Our company HMT currently produces 4H-silicon carbide (SiC) boules and SiC wafers primarily of the 4H polytype, with conductive types divided into semi-insulating (undoped) and N-type. SiC wafers processed from SiC crystal ingot are ideal substrates for power electronic devices, offering low ON-resistance, high breakdown voltage, high thermal conductivity, and high operating temperatures. SiC wafers can reduce switching losses, lower cooling requirements, enable device miniaturization and weight reduction, and enhance overall system performance.

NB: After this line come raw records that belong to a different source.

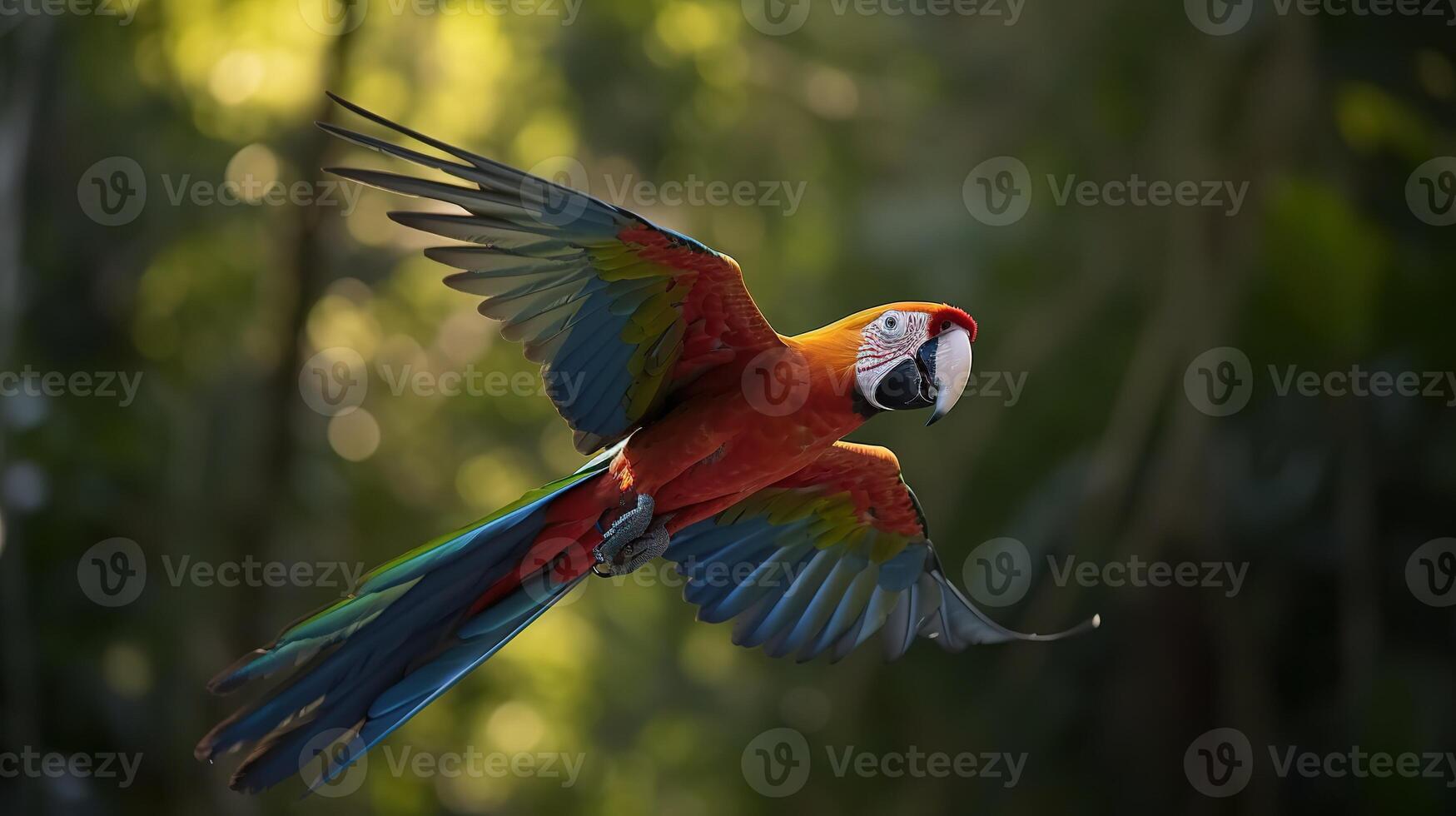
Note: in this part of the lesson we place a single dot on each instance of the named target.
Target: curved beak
(948, 361)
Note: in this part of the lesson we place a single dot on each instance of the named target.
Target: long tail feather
(418, 624)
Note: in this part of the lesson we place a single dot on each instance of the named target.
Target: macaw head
(913, 356)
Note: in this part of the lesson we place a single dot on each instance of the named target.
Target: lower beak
(950, 367)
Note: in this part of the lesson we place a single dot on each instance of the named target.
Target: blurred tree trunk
(19, 66)
(260, 519)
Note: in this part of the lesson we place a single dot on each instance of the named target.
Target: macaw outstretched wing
(823, 560)
(618, 311)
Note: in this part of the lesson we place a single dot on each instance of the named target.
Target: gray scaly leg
(629, 526)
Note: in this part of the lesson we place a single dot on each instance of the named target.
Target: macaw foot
(634, 540)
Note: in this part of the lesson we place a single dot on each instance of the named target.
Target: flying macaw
(719, 448)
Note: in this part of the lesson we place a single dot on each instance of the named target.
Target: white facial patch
(890, 340)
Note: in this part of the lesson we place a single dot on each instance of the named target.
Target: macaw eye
(893, 326)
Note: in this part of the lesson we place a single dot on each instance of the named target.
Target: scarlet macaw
(674, 359)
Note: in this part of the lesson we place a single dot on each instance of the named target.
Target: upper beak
(948, 361)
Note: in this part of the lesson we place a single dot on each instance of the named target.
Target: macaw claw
(632, 541)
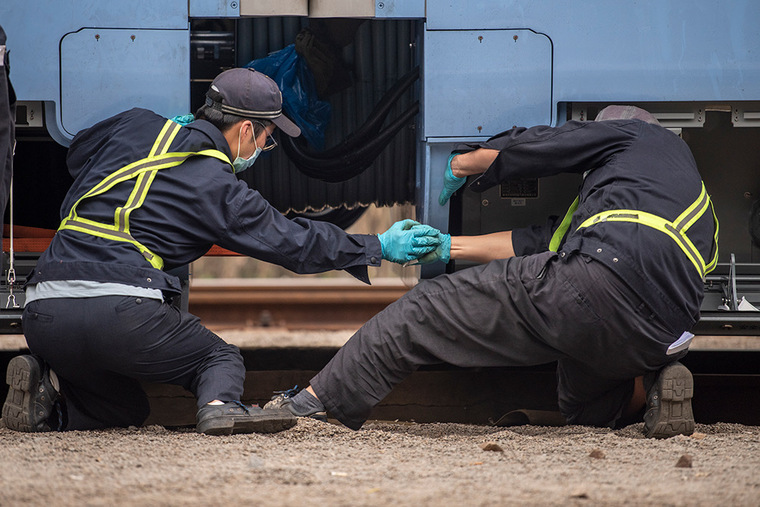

The Production Process of SiC
Like other power semiconductors, the silicon carbide industry chain includes crystal growth -> substrate -> epitaxy -> design -> fabrication -> packaging.

Silicon Carbide Boules

1. Crystal Growth
   In the crystal growth stage, unlike the Czochralski process commonly used for monocrystalline silicon, silicon carbide primarily utilizes the Physical Vapor Transport (PVT) method, also known as the modified Lely method or seeded sublimation method, with the High-Temperature Chemical Vapor Deposition (HTCVD) method serving as a supplement. The core steps are roughly as follows:
   Solid SiC source material -> Heating transforms the solid SiC into vapor -> Vapor transports to the seed crystal surface -> Vapor crystallizes and grows on the seed crystal surface, forming the bulk crystal.

   
   
   
    
   

SiC Wafer
2. After crystal growth, the process moves to the wafer production stage. Through oriented cutting, grinding (rough grinding, fine grinding), polishing (mechanical polishing), and ultra-precision polishing (chemical mechanical polishing, CMP), SiC wafers are obtained. The substrate primarily provides physical support, heat conduction, and electrical conduction. The challenge in processing lies in the high hardness, brittleness, and chemical stability of SiC material, making traditional silicon-based processing methods unsuitable for SiC substrates. The quality of the cutting directly affects the performance and utilization efficiency (cost) of the SiC product, thus requiring low warp, uniform thickness, and low cutting loss. Currently, for 4-inch and 6-inch wafers, multi-wire slicing equipment is primarily used to cut the SiC crystal into thin slices with a thickness not exceeding 1mm.

 

Silicon Carbide Epitaxy
3. As power devices cannot be fabricated directly on the SiC substrate material, an additional epitaxial layer is required for device manufacturing. Therefore, after the substrate is completed, a specific single-crystal thin film is grown on the substrate through an epitaxial process. The substrate wafer together with the epitaxial film is called an epi-wafer. Currently, the Chemical Vapor Deposition (CVD) process is primarily used for this stage.